最後にクマ同士は反応しないようにしましょう。RunningBear
を選択し、Inspectorの上の方の項目Layer
のAdd Layer
を選択すると、レイヤーウィンドウが表示されます。このUser Layer 8
あたりにBear
を作りましょう。そして、RunningBear
にBear
レイヤーを割り当てましょう。「 Do you want to set layer to Bear for all child objects as well?」と聞かれますが、「 Yes, change children」を選択し、全ての子供にも適応させましょう。
そしてEdit→Project Settings→Physics
を選択し、BearとBearの組み合わせのみをオフにしておきましょう。
それと、RunningBear
のInspectorでApply
を押すことで、大元のPrefabに反映することを忘れないでください。
仮面 :クマPrefabをたくさん配置すると……
秋山 :わー、クマちゃん逃げますねー
仮面 :そうだ……おい、当てるなよ……
秋山 :あ、当たっても何も起きませんね。
仮面 :そうだな。まだそこの処理は作ってないからな。
秋山 :当たったときは、ちょっと派手にドーンとした方が良いですね。
仮面 :おまっ...なんかゲームの方向性変わってきてないか?
秋山 :いやいや。あくまでも交通安全ゲームです!
車に当たったときの処理
当たったときのクマを表現するにはRagdoll
を使いましょう。これは人体モデルを重みがある人形のように見せる手法です。Unityでもそれを適応させる方法があります。GameObject→Create Other→Ragdoll...

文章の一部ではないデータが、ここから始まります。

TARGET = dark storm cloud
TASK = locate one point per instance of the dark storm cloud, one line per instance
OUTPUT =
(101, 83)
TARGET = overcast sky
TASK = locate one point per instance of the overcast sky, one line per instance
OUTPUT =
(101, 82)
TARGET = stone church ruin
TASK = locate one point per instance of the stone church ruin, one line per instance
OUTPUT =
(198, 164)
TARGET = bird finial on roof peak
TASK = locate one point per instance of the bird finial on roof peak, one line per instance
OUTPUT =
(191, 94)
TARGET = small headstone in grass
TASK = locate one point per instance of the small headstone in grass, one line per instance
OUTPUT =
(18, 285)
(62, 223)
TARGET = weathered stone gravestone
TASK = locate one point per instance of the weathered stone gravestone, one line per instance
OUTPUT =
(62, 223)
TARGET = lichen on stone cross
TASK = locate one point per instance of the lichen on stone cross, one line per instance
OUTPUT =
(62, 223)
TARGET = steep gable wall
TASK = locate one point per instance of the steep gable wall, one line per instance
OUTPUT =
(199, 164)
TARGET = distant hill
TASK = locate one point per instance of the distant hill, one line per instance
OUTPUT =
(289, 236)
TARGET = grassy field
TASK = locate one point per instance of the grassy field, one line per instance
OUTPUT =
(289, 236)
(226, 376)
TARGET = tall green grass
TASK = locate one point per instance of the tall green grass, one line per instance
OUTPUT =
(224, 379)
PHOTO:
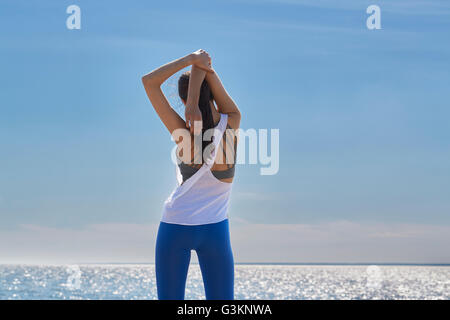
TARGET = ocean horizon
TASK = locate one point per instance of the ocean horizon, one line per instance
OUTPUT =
(253, 281)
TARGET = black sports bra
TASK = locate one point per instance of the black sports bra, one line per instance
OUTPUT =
(188, 171)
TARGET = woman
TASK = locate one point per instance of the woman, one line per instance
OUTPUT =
(195, 214)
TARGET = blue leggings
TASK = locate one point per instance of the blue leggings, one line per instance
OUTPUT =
(173, 253)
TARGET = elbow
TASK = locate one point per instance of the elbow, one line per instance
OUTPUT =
(148, 80)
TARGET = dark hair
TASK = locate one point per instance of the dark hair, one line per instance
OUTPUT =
(204, 100)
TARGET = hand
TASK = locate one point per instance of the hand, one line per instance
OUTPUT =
(202, 60)
(193, 118)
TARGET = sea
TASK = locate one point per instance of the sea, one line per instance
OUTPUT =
(252, 281)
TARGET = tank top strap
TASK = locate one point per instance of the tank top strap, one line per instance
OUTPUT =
(219, 130)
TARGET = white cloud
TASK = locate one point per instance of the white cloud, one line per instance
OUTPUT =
(339, 241)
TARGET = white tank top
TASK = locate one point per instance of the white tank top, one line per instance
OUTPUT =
(201, 199)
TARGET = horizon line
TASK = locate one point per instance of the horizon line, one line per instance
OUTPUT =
(256, 263)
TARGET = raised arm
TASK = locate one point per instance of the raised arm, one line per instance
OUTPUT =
(152, 83)
(225, 103)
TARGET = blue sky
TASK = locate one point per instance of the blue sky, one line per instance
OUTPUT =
(363, 118)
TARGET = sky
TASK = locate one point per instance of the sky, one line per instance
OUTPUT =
(363, 118)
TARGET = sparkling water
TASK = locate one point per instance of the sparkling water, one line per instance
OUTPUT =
(251, 282)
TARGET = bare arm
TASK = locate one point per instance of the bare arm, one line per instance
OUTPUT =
(225, 103)
(152, 83)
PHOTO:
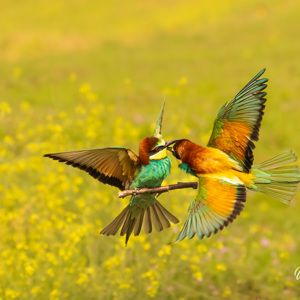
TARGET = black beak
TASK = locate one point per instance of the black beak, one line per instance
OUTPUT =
(168, 143)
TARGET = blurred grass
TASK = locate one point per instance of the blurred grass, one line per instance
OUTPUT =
(85, 74)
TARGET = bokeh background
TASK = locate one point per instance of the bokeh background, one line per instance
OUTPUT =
(88, 74)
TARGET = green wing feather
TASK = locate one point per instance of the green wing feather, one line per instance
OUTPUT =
(238, 122)
(217, 204)
(114, 165)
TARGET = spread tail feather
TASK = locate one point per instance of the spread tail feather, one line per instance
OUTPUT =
(276, 178)
(155, 215)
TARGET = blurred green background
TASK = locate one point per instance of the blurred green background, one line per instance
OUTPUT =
(86, 74)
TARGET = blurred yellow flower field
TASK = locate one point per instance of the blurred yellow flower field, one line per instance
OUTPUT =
(87, 74)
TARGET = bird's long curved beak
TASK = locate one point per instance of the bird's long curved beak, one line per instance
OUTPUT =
(169, 143)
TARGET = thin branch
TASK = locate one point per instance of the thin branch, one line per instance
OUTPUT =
(160, 189)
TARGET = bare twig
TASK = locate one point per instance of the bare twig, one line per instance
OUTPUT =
(160, 189)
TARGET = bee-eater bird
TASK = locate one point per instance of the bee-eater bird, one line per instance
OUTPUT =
(122, 168)
(224, 167)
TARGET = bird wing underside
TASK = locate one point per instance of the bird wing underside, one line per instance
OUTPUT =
(238, 122)
(217, 204)
(114, 166)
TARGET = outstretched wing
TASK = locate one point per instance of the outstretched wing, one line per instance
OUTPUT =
(217, 204)
(114, 166)
(238, 122)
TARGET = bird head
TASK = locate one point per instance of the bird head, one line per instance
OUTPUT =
(177, 149)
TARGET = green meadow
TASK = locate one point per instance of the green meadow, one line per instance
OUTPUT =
(90, 74)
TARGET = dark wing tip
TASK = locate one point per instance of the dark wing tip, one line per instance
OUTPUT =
(105, 179)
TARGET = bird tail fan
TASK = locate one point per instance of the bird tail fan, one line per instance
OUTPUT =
(277, 178)
(131, 221)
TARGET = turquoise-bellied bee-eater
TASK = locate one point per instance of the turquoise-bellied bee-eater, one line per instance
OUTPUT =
(224, 167)
(120, 167)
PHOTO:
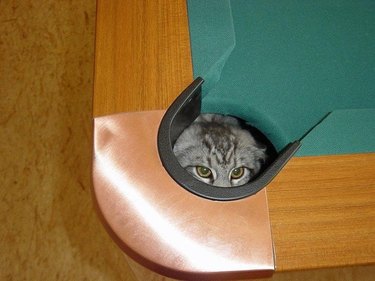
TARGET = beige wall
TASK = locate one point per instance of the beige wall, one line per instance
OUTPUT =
(48, 228)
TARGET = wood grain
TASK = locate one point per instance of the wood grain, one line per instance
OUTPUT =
(322, 208)
(142, 55)
(322, 212)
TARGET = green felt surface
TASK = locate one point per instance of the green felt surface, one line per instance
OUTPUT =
(341, 129)
(284, 65)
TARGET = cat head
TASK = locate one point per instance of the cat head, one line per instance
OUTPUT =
(217, 151)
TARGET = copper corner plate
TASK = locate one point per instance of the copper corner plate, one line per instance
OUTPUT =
(165, 227)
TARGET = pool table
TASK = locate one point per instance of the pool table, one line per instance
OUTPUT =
(322, 205)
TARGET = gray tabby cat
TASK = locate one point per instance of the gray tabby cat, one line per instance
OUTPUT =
(217, 150)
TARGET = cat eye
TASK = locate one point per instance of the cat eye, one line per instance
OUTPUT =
(237, 173)
(203, 172)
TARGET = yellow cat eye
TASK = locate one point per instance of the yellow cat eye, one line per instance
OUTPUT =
(237, 173)
(203, 172)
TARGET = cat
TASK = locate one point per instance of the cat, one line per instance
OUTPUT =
(217, 150)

を選択し、Ragdollウィザードを表示させます。ここでどの部位をどのボーンオブジェクトに割り当てるかを設定します。画像はBearでの設定例です。
それぞれの部位のColliderを多少調整し、画像のようなColliderになります。
以上の操作でそれぞれの部位にColliderとRigidbodyが付加されます。そしてこのゲームでは当たった瞬間にRagdollをオンにする、ということを行うので、スタートの瞬間はオフにしておきましょう。Hierarchyビューで検索欄に「t:Rigidbody」と入力してRigidbodを持っているオブジェクトだけを抽出して、それらを選択します。複数選択した状態でRigidbody
のIs Kinematic
のチェックをオンにします。こうすることでアニメーションに干渉することを防ぐというわけです。
あと車との衝突判定としてRunningBear
にCapsule Collider
を付加しましょう。RunningBear
を選択し、メニューからComponent→Physics→Capsule Collider
を選択してください。Center Y、Radius、Heightをそれぞれ、0.6、0.3、1.2ぐらいにセットしましょう。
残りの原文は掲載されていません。